Many of our relatives and former associates seem compelled to make excuses for our present way of life. They seem to feel that we must be running from something or getting ready for some impending disaster. Or maybe they just think we lost our jobs and have no other choice in the way we currently live.
Actually, we become uncomfortable when others talk about “getting out of the rat race” or “preparing ourselves for when the big pinch comes.” We don’t try to deceive ourselves by thinking that we are somehow immune to an economic, environmental, or social disaster. Even down here on our Ozark homestead, we are still an integral part of modern society. If it has troubles, we fully expect that we’ll have to share them. There’s really no place to hide anymore.
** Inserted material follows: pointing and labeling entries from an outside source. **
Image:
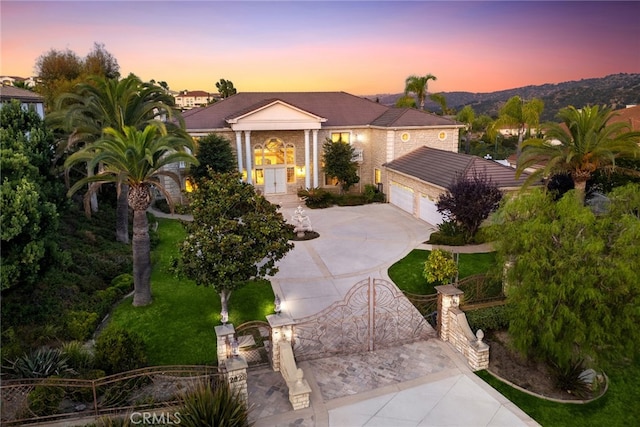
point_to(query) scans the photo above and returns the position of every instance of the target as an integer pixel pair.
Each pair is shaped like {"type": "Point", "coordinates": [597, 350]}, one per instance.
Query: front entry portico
{"type": "Point", "coordinates": [271, 162]}
{"type": "Point", "coordinates": [275, 180]}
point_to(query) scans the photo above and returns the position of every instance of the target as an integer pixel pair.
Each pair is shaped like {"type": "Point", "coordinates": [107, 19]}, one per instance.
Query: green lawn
{"type": "Point", "coordinates": [618, 407]}
{"type": "Point", "coordinates": [178, 327]}
{"type": "Point", "coordinates": [407, 273]}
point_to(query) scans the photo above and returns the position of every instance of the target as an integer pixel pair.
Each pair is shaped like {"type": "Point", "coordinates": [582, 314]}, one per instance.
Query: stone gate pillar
{"type": "Point", "coordinates": [225, 334]}
{"type": "Point", "coordinates": [448, 298]}
{"type": "Point", "coordinates": [281, 330]}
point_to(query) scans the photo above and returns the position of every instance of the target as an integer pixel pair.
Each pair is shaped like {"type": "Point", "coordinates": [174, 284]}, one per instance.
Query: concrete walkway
{"type": "Point", "coordinates": [418, 384]}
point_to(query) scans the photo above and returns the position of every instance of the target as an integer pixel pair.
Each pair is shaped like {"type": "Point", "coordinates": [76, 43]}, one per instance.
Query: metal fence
{"type": "Point", "coordinates": [26, 401]}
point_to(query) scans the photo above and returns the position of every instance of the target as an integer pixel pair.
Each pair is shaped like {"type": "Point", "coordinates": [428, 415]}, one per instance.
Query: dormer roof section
{"type": "Point", "coordinates": [274, 114]}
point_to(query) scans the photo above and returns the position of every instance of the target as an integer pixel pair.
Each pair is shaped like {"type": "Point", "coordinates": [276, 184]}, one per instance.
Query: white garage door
{"type": "Point", "coordinates": [402, 197]}
{"type": "Point", "coordinates": [429, 211]}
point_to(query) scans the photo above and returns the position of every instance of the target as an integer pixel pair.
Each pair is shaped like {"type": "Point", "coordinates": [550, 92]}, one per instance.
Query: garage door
{"type": "Point", "coordinates": [429, 211]}
{"type": "Point", "coordinates": [402, 197]}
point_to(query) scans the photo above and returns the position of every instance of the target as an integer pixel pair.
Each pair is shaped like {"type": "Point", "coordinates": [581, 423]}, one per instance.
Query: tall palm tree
{"type": "Point", "coordinates": [101, 102]}
{"type": "Point", "coordinates": [583, 143]}
{"type": "Point", "coordinates": [521, 114]}
{"type": "Point", "coordinates": [135, 158]}
{"type": "Point", "coordinates": [419, 86]}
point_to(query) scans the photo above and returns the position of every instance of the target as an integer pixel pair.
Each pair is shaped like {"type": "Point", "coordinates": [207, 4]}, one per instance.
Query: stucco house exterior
{"type": "Point", "coordinates": [418, 178]}
{"type": "Point", "coordinates": [278, 136]}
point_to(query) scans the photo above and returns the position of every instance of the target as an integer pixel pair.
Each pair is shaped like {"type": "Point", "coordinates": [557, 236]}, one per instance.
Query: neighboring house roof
{"type": "Point", "coordinates": [12, 92]}
{"type": "Point", "coordinates": [338, 108]}
{"type": "Point", "coordinates": [442, 168]}
{"type": "Point", "coordinates": [194, 93]}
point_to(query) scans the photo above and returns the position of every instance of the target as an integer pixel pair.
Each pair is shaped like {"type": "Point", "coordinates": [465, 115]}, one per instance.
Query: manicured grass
{"type": "Point", "coordinates": [178, 327]}
{"type": "Point", "coordinates": [618, 407]}
{"type": "Point", "coordinates": [407, 273]}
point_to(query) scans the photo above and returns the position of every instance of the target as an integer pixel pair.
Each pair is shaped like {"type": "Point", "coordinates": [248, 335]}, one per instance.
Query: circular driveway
{"type": "Point", "coordinates": [355, 243]}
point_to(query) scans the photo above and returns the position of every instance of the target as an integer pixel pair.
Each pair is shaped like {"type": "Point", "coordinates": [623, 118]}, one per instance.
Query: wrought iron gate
{"type": "Point", "coordinates": [374, 314]}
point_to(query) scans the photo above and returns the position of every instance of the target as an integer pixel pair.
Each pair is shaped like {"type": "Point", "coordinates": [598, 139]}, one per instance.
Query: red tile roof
{"type": "Point", "coordinates": [339, 108]}
{"type": "Point", "coordinates": [441, 168]}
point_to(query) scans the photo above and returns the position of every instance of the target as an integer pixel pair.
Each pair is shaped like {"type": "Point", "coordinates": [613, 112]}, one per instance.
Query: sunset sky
{"type": "Point", "coordinates": [360, 47]}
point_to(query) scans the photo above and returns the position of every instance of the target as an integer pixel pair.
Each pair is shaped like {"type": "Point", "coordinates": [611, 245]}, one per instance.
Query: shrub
{"type": "Point", "coordinates": [41, 363]}
{"type": "Point", "coordinates": [119, 350]}
{"type": "Point", "coordinates": [45, 400]}
{"type": "Point", "coordinates": [568, 378]}
{"type": "Point", "coordinates": [316, 198]}
{"type": "Point", "coordinates": [213, 405]}
{"type": "Point", "coordinates": [372, 195]}
{"type": "Point", "coordinates": [78, 356]}
{"type": "Point", "coordinates": [488, 319]}
{"type": "Point", "coordinates": [123, 282]}
{"type": "Point", "coordinates": [439, 267]}
{"type": "Point", "coordinates": [80, 324]}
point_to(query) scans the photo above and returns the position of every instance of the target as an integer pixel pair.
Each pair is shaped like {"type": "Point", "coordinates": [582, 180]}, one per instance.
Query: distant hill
{"type": "Point", "coordinates": [615, 90]}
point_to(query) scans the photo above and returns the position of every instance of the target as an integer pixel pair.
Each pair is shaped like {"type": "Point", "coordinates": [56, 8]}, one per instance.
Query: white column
{"type": "Point", "coordinates": [247, 146]}
{"type": "Point", "coordinates": [315, 158]}
{"type": "Point", "coordinates": [239, 149]}
{"type": "Point", "coordinates": [307, 169]}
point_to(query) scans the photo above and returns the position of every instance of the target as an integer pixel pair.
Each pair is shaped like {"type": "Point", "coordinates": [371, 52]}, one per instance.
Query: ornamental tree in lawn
{"type": "Point", "coordinates": [469, 201]}
{"type": "Point", "coordinates": [236, 235]}
{"type": "Point", "coordinates": [574, 280]}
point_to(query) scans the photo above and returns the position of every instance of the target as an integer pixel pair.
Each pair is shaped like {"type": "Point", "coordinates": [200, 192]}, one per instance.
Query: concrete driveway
{"type": "Point", "coordinates": [355, 243]}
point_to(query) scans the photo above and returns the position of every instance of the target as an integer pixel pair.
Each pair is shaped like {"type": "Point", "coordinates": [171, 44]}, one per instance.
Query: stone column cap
{"type": "Point", "coordinates": [222, 330]}
{"type": "Point", "coordinates": [448, 290]}
{"type": "Point", "coordinates": [281, 319]}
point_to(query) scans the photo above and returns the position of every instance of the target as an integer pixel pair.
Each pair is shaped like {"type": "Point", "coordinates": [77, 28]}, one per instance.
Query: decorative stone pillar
{"type": "Point", "coordinates": [239, 150]}
{"type": "Point", "coordinates": [307, 165]}
{"type": "Point", "coordinates": [224, 336]}
{"type": "Point", "coordinates": [236, 376]}
{"type": "Point", "coordinates": [314, 133]}
{"type": "Point", "coordinates": [248, 154]}
{"type": "Point", "coordinates": [281, 330]}
{"type": "Point", "coordinates": [448, 298]}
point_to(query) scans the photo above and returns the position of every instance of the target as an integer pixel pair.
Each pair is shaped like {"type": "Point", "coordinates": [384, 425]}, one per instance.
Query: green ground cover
{"type": "Point", "coordinates": [178, 327]}
{"type": "Point", "coordinates": [407, 273]}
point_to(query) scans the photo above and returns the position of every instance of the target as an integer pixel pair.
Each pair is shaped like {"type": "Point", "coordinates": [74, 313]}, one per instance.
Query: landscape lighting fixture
{"type": "Point", "coordinates": [278, 304]}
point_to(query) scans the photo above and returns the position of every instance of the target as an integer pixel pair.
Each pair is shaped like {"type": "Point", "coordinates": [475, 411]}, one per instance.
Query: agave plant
{"type": "Point", "coordinates": [41, 363]}
{"type": "Point", "coordinates": [211, 405]}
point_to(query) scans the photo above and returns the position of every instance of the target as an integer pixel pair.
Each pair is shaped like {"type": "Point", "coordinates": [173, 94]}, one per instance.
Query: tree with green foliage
{"type": "Point", "coordinates": [225, 88]}
{"type": "Point", "coordinates": [418, 85]}
{"type": "Point", "coordinates": [585, 142]}
{"type": "Point", "coordinates": [574, 279]}
{"type": "Point", "coordinates": [58, 71]}
{"type": "Point", "coordinates": [135, 158]}
{"type": "Point", "coordinates": [440, 99]}
{"type": "Point", "coordinates": [236, 235]}
{"type": "Point", "coordinates": [213, 151]}
{"type": "Point", "coordinates": [440, 267]}
{"type": "Point", "coordinates": [521, 115]}
{"type": "Point", "coordinates": [30, 195]}
{"type": "Point", "coordinates": [406, 101]}
{"type": "Point", "coordinates": [469, 201]}
{"type": "Point", "coordinates": [339, 163]}
{"type": "Point", "coordinates": [99, 103]}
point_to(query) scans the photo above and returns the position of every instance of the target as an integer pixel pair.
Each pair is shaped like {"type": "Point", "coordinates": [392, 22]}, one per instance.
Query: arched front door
{"type": "Point", "coordinates": [275, 165]}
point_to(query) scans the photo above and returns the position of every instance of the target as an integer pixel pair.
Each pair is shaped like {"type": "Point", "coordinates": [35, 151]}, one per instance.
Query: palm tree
{"type": "Point", "coordinates": [583, 143]}
{"type": "Point", "coordinates": [135, 158]}
{"type": "Point", "coordinates": [226, 89]}
{"type": "Point", "coordinates": [101, 102]}
{"type": "Point", "coordinates": [419, 86]}
{"type": "Point", "coordinates": [521, 114]}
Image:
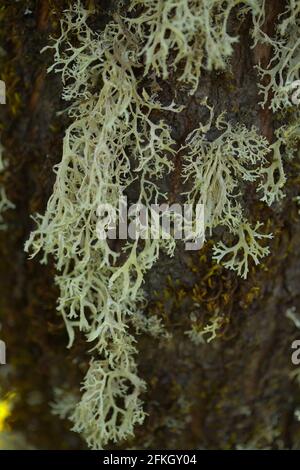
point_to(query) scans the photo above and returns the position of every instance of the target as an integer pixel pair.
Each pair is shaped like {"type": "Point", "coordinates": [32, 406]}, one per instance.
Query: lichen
{"type": "Point", "coordinates": [113, 144]}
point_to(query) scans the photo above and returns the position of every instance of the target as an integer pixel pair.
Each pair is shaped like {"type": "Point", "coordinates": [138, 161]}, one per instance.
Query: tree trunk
{"type": "Point", "coordinates": [237, 391]}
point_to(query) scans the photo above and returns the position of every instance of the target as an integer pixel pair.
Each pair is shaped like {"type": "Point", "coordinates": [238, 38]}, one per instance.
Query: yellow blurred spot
{"type": "Point", "coordinates": [4, 413]}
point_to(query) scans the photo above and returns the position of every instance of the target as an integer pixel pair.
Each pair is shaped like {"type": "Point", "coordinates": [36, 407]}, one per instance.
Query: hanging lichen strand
{"type": "Point", "coordinates": [112, 143]}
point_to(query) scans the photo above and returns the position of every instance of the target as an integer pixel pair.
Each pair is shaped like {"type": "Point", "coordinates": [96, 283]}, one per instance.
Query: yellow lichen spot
{"type": "Point", "coordinates": [5, 410]}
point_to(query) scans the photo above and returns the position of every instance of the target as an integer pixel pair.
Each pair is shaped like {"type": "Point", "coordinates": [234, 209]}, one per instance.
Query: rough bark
{"type": "Point", "coordinates": [237, 390]}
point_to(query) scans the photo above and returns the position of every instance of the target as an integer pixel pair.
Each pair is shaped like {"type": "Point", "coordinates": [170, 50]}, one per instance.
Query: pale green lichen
{"type": "Point", "coordinates": [218, 168]}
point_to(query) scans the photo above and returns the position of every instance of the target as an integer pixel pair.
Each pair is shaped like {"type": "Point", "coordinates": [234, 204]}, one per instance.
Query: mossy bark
{"type": "Point", "coordinates": [235, 391]}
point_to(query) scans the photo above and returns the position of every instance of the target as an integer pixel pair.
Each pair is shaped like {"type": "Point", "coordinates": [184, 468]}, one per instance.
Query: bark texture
{"type": "Point", "coordinates": [235, 391]}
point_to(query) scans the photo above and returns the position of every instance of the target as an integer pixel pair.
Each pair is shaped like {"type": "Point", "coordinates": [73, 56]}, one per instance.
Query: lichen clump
{"type": "Point", "coordinates": [114, 143]}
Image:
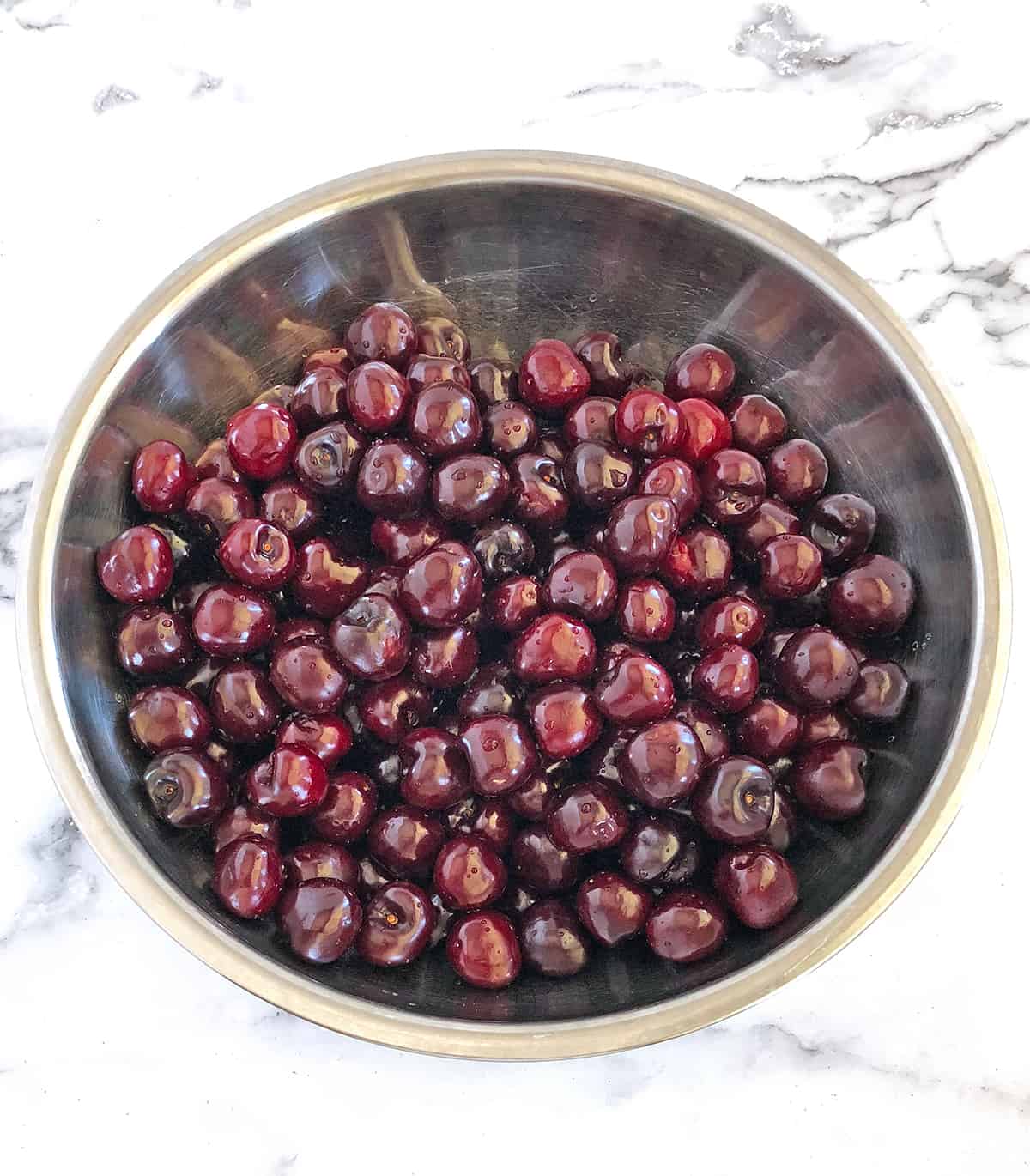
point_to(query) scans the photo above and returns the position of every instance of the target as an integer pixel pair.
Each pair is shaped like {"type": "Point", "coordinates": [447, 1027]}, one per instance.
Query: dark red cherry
{"type": "Point", "coordinates": [233, 621]}
{"type": "Point", "coordinates": [406, 841]}
{"type": "Point", "coordinates": [552, 377]}
{"type": "Point", "coordinates": [393, 479]}
{"type": "Point", "coordinates": [186, 787]}
{"type": "Point", "coordinates": [734, 800]}
{"type": "Point", "coordinates": [636, 690]}
{"type": "Point", "coordinates": [829, 779]}
{"type": "Point", "coordinates": [706, 431]}
{"type": "Point", "coordinates": [441, 336]}
{"type": "Point", "coordinates": [161, 718]}
{"type": "Point", "coordinates": [540, 864]}
{"type": "Point", "coordinates": [136, 567]}
{"type": "Point", "coordinates": [470, 488]}
{"type": "Point", "coordinates": [873, 597]}
{"type": "Point", "coordinates": [327, 460]}
{"type": "Point", "coordinates": [639, 531]}
{"type": "Point", "coordinates": [483, 949]}
{"type": "Point", "coordinates": [382, 332]}
{"type": "Point", "coordinates": [348, 808]}
{"type": "Point", "coordinates": [816, 668]}
{"type": "Point", "coordinates": [321, 860]}
{"type": "Point", "coordinates": [444, 587]}
{"type": "Point", "coordinates": [261, 440]}
{"type": "Point", "coordinates": [757, 423]}
{"type": "Point", "coordinates": [727, 677]}
{"type": "Point", "coordinates": [566, 720]}
{"type": "Point", "coordinates": [153, 642]}
{"type": "Point", "coordinates": [597, 474]}
{"type": "Point", "coordinates": [435, 769]}
{"type": "Point", "coordinates": [321, 918]}
{"type": "Point", "coordinates": [585, 817]}
{"type": "Point", "coordinates": [701, 371]}
{"type": "Point", "coordinates": [612, 906]}
{"type": "Point", "coordinates": [662, 763]}
{"type": "Point", "coordinates": [757, 884]}
{"type": "Point", "coordinates": [327, 580]}
{"type": "Point", "coordinates": [493, 381]}
{"type": "Point", "coordinates": [399, 921]}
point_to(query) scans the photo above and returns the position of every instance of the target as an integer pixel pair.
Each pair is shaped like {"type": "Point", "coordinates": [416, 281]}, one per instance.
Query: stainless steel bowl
{"type": "Point", "coordinates": [522, 245]}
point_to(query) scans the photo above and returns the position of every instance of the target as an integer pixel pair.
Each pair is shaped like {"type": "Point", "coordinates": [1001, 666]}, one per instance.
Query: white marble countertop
{"type": "Point", "coordinates": [136, 130]}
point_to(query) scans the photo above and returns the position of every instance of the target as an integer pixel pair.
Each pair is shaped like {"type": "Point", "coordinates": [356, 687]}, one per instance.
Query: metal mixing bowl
{"type": "Point", "coordinates": [518, 246]}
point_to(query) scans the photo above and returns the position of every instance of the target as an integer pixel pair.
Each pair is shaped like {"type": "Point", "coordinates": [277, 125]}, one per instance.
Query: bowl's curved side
{"type": "Point", "coordinates": [104, 827]}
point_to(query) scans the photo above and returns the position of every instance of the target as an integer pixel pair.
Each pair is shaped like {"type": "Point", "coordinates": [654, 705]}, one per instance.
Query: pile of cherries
{"type": "Point", "coordinates": [524, 661]}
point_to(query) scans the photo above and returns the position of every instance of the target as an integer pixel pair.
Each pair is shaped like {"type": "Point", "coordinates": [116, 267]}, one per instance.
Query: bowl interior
{"type": "Point", "coordinates": [512, 261]}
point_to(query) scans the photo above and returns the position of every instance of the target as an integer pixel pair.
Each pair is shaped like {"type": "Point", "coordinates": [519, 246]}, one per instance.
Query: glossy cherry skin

So we have not run away from any “rat race,” nor have we tried to brace ourselves against any impending disaster. Rather, we simply enjoy trying to live our lives so that we have the absolute minimum adverse impact on the environment and so that we achieve the maximum harmony with the universe. Or, to put it another way, we try to live so that our personal effect on the environment will help to prevent a “big pinch” from ever taking place.